The Pakistani banks have reported a negative return of 9 percent year to-date (YTD) and 6 percent month to-date (MTD) on the concerns over the anticipation of unfavourable budgetary measures on the sector. The underperformance has led to the sector’s multiples dropping to the all-time lows, despite expanding return on equities (ROEs).
We illustrate historical multiples of the banking sector that have broadly been correlated to the sector’s return on equities.
At present, the sector’s ROEs are expected to jump to a 16-year high. CY22E/CY23F ROE (Tier I) is expected to average at 21 per cent and 26 per cent, which was last seen during CY06/07. Besides, the current multiples reflect a more than 75 per cent discount to P/B the sector traded in CY06/07.

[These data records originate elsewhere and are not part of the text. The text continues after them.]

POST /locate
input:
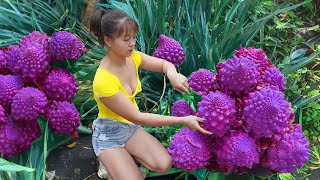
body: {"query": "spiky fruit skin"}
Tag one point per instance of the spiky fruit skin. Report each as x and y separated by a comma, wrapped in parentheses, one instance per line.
(170, 50)
(60, 85)
(291, 152)
(8, 140)
(258, 56)
(64, 45)
(3, 117)
(237, 76)
(34, 61)
(3, 60)
(181, 108)
(35, 37)
(189, 151)
(273, 77)
(218, 111)
(9, 86)
(12, 56)
(202, 82)
(27, 105)
(63, 117)
(235, 151)
(28, 135)
(14, 139)
(266, 113)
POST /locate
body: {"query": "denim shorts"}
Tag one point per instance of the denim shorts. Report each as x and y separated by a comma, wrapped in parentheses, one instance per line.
(108, 133)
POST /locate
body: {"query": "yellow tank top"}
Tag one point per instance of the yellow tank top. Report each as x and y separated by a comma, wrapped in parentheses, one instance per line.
(106, 84)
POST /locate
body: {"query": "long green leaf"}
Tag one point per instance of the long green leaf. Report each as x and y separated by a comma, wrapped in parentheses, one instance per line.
(303, 62)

While it is understood that the market participants fear hefty taxes to be placed on the banking sector over expanding profits earned by the sector in the ongoing monetary tightening environment, we believe the massive discount reflects more than quantitative factors and the negative sentiments regarding uncertainty over macro decisions have a key role, as well.
To understand the intensity of potential tax measures on the sector, we pick precedents from earlier budgetary measures and compute the sector’s Tier I ROE and P/B post any harsh measures.
We present scenarios with application of every 5 percent additional corporate tax (or super tax) and every 5 percent additional tax on the income from the federal government securities.
To recall, the banking sector has faced corporate tax as high as 58 percent until 2001, which was then gradually reduced over the years. Moreover, the government has also penalised the banks for placing higher deposits in the federal government securities in 2018/19 through higher taxes on the income from the same.
While the impact on each bank is broadly similar, measures that are pinned to investment levels have a relatively higher impact on the banks with low advances to deposit ratio (ADR), higher federal government securities to deposits and low non-interest income (NII) to the profit-after-tax (PAT). We present the earnings contribution of different segments to interest income of different banks below.
Even if we account for the penal tax measures repeating themselves, and take a 30 percent hit (extreme case) on CY23 earnings, the valuations for the banks are at 0.6x P/B and sub 4x P/E. In the 30 percent earnings cut scenario, the sector’s Tier I ROE still comes to 19 percent, highest since CY16.
We reiterate our liking for the Pakistani banks, maintaining our overweight stance, where we expect the earnings to grow at a three-year CAGR of 14 percent on the back of improvement in the net interest income coupled with the fee income growth. Our base case accounts for the monetary easing in CY23, taking the policy rate down to 9.75 percent.
We believe these concerns are somewhat overplayed, as the change in asset mix and early play of higher yields have improved the sector’s return generation potential, making the current multiples attractive even with the incorporation of higher taxation measures.